Seyirciler Gustav’ın hareketlerini fark ettiklerinde hayretler içinde kaldılar.
Menekşe renkli dünya, Gustav’ın diğer uca, yani barikatın dışına varmasından önce sadece bir saniye sürdü.
Gustav dışarıda göründüğü anda, barikata doğru yönelen bir saldırı furyasıyla temas etti.
Gökdelen büyüklüğünde alevler, şimşekler, çok renkli güçlü ışınlar ve daha birçok saldırı barikata yöneldi.
[Mini Kara Delik Etkinleştirildi]
Fwwwhiiii~
Gustav havaya sıçradı ve kollarını kucaklayacakmış gibi açtı.
Bu hareketi yaptığı anda, bebek yumruğu büyüklüğünde çok sayıda siyah girdap, havada sıralı bir biçimde belirdi.
Mini kara delikler etrafa yayıldı ve batı tarafından barikata yönelen saldırı telaşını yok etti.
frrroouuummm~
Saldırılar birkaç dakika içinde yutuldu ve hem katılımcıların hem de seyircilerin yüzleri şaşkınlık ifadeleriyle aydınlandı.
“Önümüzdeki on dört dakika boyunca rakibiniz ben olacağım,” diyen Gustav’ın sesi tüm savaş arenasında güçlü ve canlı bir şekilde çınladı.
İlk başta herkes barikatın dışında üç binden fazla katılımcı olduğu için onun çıldırmış olabileceğini düşündü. Ozious, Diov, Indulus Prime, Klaxosapes, Osiris, Orion ve diğerleri gibi gezegenler sıralamanın en üstünde yer alıyordu. Çok güçlü olmalarına rağmen Gustav hepsiyle tek başına yüzleşmeye karar vermişti.
Gustav depolama cihazından Jiko Hakai Katana’yı çıkardığı anda, onun şaka yapmadığını anladılar.
“Güçlü olabilirsin ama bu kötü bir fikirdi… Gustav,” diye seslendi Kaptan Vilax ileriden.
Gustav Katana’yı ileri doğru savurmadan önce gülümseyerek, “Belki de haklısın,” dedi.
Üzerinde elektrik kıvılcımları yüzen devasa kırmızımsı bir yay, bir sonraki anda tüm gökyüzünü kapladı ve savaş alanına güçlü bir şekilde indi.
“Siper alın!” Birçok katılımcı saldırıdan kaçmayı tercih ederken, bazıları da karşı saldırılar düzenledi.
SCCREEEEEVVVVVV~
Ark alçalıp savaş alanını kasıp kavururken gökyüzü parçalanıyor gibi görünüyordu.
Şok dalgaları yoğun bir şekilde yayılırken çok sayıda katılımcı etrafa savruldu.
“Kiiarrrhhhh!” Birçok kişi aynı anda bir doz kabarcıklı sıcaklık ve elektrikle vurulduğunda çığlıklar yükseldi.
Zemin yarıldı ve arena daha da fazla yıkımla doldu.
Bang!
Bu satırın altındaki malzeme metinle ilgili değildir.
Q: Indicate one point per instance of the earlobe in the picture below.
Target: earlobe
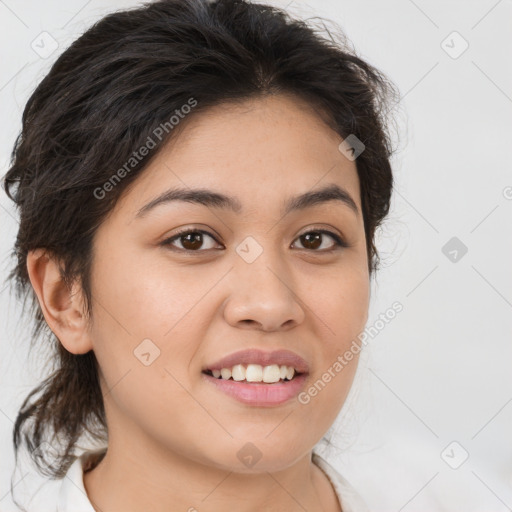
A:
(63, 308)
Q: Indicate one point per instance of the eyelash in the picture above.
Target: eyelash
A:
(339, 242)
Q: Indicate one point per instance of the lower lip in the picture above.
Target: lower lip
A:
(258, 394)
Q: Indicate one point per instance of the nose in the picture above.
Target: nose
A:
(263, 296)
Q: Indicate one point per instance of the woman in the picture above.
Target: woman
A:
(199, 185)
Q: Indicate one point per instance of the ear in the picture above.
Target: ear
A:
(63, 308)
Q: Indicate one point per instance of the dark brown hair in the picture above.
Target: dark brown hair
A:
(125, 77)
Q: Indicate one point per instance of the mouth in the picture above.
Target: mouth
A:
(258, 378)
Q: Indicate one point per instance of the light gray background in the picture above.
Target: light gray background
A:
(441, 370)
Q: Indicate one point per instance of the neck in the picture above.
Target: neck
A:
(162, 481)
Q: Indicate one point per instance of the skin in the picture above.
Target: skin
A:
(174, 438)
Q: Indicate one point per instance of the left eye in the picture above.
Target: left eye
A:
(191, 240)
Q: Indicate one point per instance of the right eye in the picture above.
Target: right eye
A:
(190, 239)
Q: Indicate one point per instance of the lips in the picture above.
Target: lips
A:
(261, 357)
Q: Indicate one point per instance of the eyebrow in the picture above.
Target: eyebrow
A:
(212, 199)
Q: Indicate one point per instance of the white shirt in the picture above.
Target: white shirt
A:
(73, 497)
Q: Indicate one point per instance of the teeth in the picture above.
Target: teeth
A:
(256, 373)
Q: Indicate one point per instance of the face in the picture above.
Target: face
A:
(167, 308)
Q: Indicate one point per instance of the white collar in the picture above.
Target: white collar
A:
(73, 497)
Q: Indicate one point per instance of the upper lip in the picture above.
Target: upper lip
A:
(263, 358)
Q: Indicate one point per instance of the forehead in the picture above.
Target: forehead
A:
(259, 151)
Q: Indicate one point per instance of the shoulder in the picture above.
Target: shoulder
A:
(350, 499)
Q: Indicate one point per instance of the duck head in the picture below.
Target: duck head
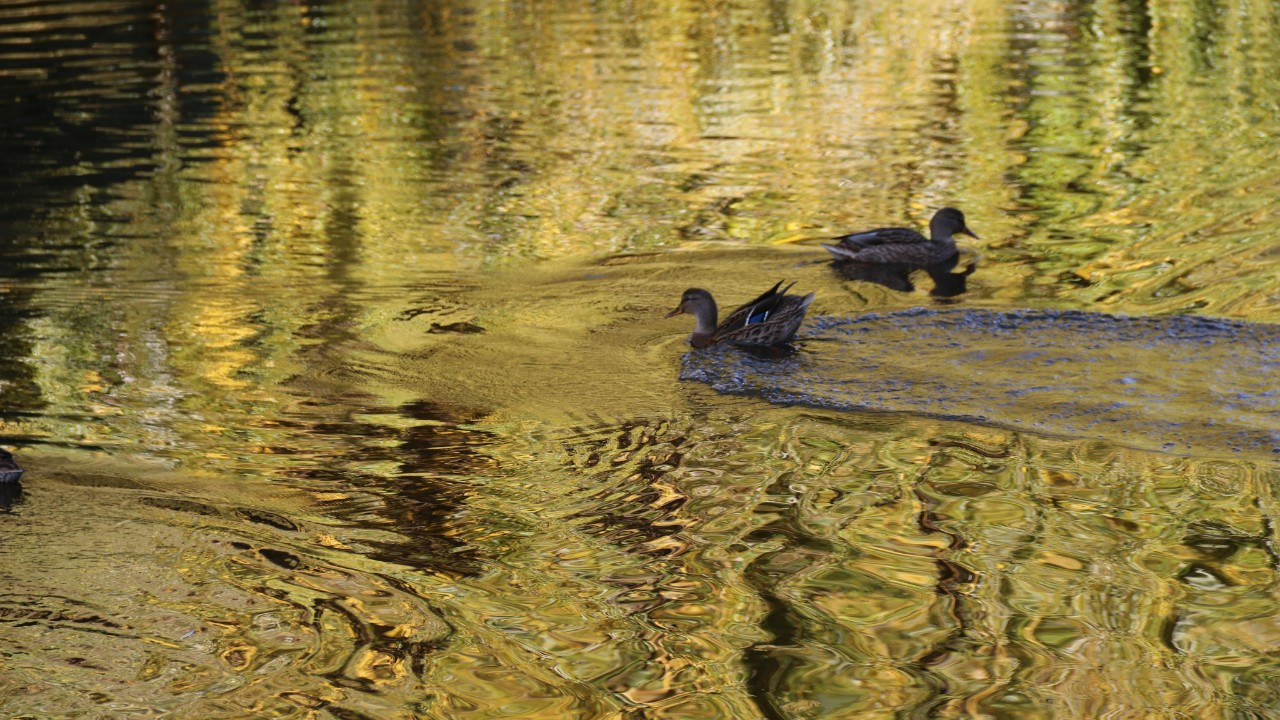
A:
(699, 304)
(949, 222)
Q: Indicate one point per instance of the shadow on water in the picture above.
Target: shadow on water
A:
(1176, 383)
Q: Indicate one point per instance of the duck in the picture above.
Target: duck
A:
(771, 319)
(903, 245)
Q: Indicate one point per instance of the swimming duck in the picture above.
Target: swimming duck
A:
(772, 318)
(903, 245)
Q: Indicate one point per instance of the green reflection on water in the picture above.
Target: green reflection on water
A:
(333, 345)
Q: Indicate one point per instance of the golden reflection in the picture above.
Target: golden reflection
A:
(324, 323)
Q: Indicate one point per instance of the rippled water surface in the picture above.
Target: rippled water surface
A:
(333, 346)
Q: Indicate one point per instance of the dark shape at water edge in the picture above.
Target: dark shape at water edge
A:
(1179, 383)
(897, 276)
(9, 470)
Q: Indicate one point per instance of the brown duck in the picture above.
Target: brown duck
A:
(772, 318)
(903, 245)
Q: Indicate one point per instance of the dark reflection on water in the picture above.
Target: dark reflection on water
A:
(332, 346)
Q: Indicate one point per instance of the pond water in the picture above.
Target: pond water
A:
(334, 351)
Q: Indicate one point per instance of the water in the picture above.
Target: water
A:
(334, 352)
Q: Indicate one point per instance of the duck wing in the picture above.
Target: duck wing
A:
(762, 305)
(849, 246)
(773, 327)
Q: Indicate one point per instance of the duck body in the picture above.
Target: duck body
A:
(771, 319)
(904, 245)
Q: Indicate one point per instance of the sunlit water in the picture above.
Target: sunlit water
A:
(333, 347)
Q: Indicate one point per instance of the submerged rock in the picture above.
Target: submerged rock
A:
(1176, 383)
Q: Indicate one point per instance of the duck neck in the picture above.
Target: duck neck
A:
(705, 313)
(940, 233)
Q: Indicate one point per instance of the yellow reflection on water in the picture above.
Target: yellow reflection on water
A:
(334, 347)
Bang! Bang! Bang! Bang! Bang! Bang!
Gustav, büyük ölçekli saldırıdan kaçmayı başaran çok sayıda katılımcı tarafından havada çarpıştırılırken çok sayıda çarpışma sesi duyuldu.
Fwwhiii~
Bir çift kol onu arkadan yakalamak için uzanırken, vücudu aşağı doğru kaydı.
Bir başka katılımcının çoktan kendisine doğru beyaz, yuvarlak, parlayan devasa bir kılıç savurduğu kömürleşmiş zemine düştü.
[Dash Etkinleştirildi]
Swwoosshh~
Gustav yana doğru savrularak yumruktan kurtuldu ve katılımcının arkasına doğru bir yumruk gönderdi.
Bang!
Gustav, yumruğu temas ettikten sonra Jiko Hakai katanasını uzak tutmaya devam etti ve bir kez daha yukarı doğru sıçradı.
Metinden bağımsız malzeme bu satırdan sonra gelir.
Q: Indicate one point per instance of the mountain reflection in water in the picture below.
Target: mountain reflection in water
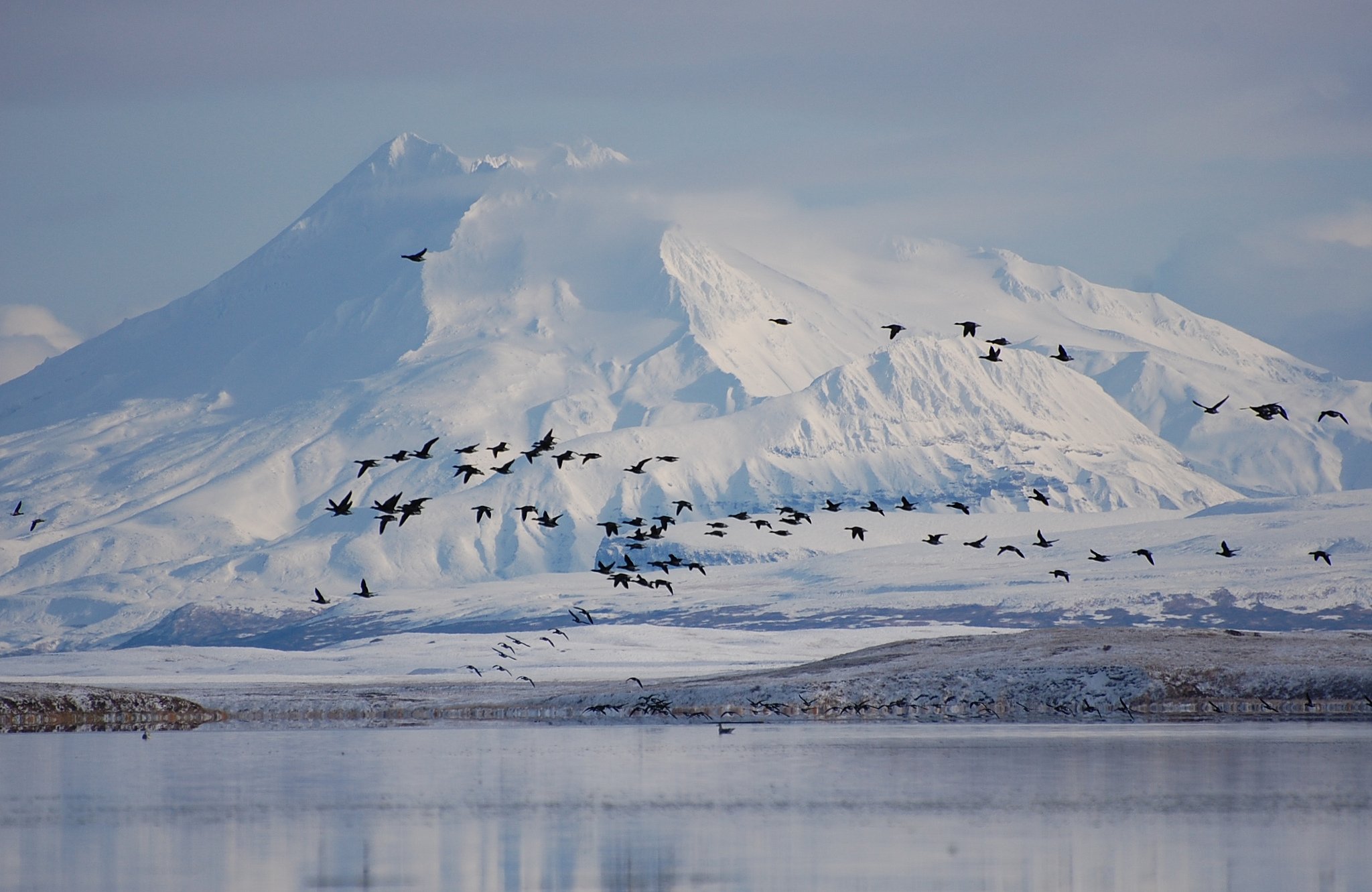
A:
(665, 808)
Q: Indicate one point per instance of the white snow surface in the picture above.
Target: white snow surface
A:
(183, 462)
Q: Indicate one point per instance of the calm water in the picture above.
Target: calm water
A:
(768, 808)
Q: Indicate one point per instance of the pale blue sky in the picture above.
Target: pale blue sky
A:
(1220, 153)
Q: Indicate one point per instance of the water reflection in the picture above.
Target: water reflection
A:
(770, 808)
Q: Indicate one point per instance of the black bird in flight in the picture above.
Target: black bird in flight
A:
(389, 505)
(468, 472)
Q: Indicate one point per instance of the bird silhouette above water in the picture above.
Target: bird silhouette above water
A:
(1213, 409)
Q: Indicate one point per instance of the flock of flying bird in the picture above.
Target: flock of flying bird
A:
(623, 571)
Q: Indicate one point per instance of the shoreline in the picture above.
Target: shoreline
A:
(1046, 676)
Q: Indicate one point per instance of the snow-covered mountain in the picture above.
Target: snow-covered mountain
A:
(188, 456)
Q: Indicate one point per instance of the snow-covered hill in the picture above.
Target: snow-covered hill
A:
(188, 456)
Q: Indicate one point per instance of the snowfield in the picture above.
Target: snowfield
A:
(182, 466)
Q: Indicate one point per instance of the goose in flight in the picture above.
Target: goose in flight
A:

Kollarını her yöne doğru savururken kolları görüntülere dönüştü.
Bang! Bang! Bang! Bang! Bang! Bang! Bang! Bang! Bang!
Yumrukları havada etrafını saran altı katılımcının hepsine aynı anda çarptı ve hepsi sırtları çökerek farklı yönlere uçtu.
Sweeeiii~
Gustav sola doğru hareket etti ve bir anda arkadan yüzüne çarpan böceğe benzer bir koldan kurtuldu.
Gustav kolu yakalayıp dönmeden önce “Özür dilerim,” diye seslendi.
Fwwhooosshh~
Bir sonraki anda Ozious katılımcısını yere doğru fırlattı ve çarpmanın etkisiyle vücudunda mini bir krater oluştu.
Bang!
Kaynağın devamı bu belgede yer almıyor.